In this entry, I wanted to document what is the process of making one of this cameras, starting from the 3D – model to the end product where you turn it on and connects to WiFi ready to take pictures.

After removing the support and sanding the round columns the first thing is to connect the front and back case together and see that they fit correctly. Usually, they do but PET is a tricky plastic to print and the end termination is a bit rougher than with PLA so it requires some post-production work. As an advantage, this plastic is stronger than PLA, and will stand a crash much better since it’s more elastic and resistant. I would say the best termination and strength balance would be to print this in ABS but I dislike the smokes and the fact that is also very difficult to print at home.
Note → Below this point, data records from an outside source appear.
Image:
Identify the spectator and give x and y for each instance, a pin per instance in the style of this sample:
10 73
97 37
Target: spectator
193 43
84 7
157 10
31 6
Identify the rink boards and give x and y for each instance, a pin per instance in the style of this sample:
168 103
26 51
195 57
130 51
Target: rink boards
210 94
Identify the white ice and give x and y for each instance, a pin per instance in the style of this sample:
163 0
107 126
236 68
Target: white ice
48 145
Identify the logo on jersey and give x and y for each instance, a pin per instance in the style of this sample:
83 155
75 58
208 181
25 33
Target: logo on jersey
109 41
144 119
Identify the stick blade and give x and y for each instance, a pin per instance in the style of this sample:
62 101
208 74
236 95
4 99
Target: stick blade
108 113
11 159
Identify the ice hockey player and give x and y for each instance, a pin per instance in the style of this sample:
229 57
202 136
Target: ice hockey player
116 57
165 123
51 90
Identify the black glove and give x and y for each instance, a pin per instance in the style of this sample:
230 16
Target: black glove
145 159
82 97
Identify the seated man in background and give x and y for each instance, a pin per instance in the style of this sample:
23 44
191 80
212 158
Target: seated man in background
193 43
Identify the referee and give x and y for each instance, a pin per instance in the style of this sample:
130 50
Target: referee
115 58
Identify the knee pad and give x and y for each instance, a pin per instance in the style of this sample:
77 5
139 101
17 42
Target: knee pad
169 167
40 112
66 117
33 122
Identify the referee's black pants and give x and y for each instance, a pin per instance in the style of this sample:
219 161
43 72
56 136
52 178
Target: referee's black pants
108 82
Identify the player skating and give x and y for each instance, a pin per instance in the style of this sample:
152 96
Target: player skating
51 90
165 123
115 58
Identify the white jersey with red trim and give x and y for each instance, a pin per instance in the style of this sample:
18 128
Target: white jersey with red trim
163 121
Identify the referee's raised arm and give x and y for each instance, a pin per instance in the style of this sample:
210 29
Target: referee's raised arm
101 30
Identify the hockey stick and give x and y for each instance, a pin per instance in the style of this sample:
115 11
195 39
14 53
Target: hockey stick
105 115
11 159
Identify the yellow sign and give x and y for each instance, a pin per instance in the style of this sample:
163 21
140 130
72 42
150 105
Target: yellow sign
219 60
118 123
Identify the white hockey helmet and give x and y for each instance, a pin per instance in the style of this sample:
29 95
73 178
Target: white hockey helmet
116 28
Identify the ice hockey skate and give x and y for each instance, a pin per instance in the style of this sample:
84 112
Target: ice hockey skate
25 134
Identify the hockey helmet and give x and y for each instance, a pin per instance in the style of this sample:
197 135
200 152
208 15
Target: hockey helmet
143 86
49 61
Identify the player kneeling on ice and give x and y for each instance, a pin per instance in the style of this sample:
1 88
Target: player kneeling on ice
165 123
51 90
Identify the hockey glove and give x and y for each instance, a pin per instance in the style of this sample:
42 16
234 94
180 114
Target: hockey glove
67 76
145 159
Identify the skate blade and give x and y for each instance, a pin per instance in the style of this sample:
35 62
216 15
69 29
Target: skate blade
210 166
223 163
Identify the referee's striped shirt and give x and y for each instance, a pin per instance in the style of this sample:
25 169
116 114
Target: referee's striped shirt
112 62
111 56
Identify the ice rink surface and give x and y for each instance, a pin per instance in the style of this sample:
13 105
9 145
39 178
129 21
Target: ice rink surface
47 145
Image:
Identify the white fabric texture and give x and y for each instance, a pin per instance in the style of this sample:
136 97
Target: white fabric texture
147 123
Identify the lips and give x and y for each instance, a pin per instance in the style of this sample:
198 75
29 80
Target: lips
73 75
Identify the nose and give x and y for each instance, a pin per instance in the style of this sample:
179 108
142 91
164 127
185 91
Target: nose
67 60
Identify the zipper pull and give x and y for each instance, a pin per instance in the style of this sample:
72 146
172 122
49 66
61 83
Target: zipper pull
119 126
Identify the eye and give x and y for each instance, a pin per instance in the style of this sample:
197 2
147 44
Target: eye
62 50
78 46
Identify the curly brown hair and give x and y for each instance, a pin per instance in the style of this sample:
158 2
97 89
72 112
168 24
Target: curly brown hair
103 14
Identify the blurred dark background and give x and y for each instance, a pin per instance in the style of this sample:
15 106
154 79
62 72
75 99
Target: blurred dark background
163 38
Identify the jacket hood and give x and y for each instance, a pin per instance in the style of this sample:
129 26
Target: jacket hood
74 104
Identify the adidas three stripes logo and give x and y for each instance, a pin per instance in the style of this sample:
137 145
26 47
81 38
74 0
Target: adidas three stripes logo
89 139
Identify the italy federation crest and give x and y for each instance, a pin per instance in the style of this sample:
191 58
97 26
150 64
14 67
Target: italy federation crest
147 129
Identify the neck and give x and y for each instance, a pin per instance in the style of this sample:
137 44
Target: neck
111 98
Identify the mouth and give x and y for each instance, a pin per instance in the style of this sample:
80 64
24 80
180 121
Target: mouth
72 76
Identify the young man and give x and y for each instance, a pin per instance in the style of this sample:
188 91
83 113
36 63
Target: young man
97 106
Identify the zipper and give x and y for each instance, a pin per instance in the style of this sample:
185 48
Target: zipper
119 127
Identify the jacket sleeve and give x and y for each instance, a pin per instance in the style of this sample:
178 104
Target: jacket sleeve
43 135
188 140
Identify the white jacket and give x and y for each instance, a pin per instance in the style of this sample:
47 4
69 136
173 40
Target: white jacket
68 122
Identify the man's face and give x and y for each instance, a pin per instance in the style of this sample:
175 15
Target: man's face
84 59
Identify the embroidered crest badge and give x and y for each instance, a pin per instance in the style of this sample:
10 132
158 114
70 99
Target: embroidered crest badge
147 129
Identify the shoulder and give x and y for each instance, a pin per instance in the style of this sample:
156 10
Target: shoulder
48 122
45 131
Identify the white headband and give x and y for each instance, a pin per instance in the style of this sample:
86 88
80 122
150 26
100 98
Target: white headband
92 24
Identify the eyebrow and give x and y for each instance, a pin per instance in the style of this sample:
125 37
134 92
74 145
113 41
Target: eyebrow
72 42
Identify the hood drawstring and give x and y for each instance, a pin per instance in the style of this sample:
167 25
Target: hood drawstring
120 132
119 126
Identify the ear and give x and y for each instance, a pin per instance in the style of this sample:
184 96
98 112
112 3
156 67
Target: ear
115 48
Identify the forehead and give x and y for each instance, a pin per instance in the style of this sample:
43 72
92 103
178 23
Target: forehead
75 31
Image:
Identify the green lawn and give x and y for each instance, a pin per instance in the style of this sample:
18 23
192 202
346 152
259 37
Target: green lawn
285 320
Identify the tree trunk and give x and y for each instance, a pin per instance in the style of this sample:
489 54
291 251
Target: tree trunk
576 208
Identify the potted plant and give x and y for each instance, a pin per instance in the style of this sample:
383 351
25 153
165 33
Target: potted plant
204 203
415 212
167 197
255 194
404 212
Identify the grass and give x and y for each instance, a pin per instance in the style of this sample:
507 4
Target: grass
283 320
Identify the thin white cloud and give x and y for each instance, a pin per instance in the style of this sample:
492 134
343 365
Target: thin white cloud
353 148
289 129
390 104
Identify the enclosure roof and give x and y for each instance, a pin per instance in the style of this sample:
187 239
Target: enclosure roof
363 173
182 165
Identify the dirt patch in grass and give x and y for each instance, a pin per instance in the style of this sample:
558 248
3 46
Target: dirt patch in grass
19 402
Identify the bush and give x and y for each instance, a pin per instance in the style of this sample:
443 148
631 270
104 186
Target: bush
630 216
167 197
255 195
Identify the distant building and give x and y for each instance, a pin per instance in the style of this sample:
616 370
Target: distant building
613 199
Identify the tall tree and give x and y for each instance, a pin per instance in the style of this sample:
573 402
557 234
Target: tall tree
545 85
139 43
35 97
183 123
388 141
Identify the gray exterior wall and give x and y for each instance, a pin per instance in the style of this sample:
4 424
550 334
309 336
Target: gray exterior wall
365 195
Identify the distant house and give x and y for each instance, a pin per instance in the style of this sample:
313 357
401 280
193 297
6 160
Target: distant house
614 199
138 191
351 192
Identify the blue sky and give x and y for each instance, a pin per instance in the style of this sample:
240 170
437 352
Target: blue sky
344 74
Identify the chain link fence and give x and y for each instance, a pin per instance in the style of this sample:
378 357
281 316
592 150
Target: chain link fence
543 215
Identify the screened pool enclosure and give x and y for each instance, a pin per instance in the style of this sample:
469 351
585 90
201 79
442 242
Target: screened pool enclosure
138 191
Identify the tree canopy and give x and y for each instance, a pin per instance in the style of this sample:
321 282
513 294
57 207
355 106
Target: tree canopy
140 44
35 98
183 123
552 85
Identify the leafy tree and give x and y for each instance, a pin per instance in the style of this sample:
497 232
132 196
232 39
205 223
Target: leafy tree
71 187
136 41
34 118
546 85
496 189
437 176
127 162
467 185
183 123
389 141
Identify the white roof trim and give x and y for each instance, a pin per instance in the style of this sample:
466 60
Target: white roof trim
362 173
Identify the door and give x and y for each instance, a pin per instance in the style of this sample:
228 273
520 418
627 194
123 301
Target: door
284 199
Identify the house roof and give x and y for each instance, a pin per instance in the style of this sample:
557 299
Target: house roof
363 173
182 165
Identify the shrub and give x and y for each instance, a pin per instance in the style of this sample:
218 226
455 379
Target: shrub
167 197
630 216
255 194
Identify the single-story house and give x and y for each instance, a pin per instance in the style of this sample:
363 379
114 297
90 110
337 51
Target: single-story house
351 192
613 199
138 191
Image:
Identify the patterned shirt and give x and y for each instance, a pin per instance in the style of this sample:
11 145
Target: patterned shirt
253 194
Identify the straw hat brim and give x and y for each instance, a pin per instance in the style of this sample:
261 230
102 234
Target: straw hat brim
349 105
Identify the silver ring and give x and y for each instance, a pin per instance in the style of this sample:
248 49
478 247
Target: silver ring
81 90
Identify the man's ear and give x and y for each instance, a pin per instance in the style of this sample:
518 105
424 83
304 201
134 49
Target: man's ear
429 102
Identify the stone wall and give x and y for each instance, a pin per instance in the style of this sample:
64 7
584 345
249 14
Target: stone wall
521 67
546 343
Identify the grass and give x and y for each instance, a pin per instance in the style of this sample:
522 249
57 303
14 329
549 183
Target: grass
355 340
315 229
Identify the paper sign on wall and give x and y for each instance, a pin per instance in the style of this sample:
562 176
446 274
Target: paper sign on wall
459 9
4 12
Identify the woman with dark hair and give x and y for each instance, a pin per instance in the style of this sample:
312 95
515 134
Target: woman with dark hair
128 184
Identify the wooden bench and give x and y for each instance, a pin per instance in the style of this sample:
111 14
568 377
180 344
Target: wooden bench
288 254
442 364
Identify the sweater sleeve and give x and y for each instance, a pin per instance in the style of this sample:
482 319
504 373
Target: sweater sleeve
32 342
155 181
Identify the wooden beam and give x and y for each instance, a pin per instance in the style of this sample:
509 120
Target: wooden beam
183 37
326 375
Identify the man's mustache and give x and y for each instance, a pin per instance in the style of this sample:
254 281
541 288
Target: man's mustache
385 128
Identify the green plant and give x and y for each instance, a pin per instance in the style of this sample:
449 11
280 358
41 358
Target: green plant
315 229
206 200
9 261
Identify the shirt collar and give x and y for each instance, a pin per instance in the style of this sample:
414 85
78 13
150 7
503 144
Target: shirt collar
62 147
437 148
When this step is ready then it’s the time to heat up the soldier and prepare the ON/off switch and the shutter button. Then there are 8 cables more that go from the Arducam (2 or 5 mega version) to the Wemos D1, that is the responsible of uploading the picture to the cloud. This is a prototype for myself so it looks a bit messy but shows how it is at this stage:

3 pair of cables from the left to the right: Battery, ON/off and shutter button

Then comes the reality shock moment that is to connect the Wemos ESP8266 through USB to the computer and upload the program that will do the magic of receiving the JPEG image from Arducam and upload it to a php API endpoint. Usually, at this point there is something that needs to be corrected, but either nothing works or all is fine and dandy. I open the mobile hotspot and turn on the camera. See if connects, try to take a picture, preview it on the PHP-gallery.  Try to test timelapse mode, see it works, and that’s pretty much it. A new camera is ready to be delivered.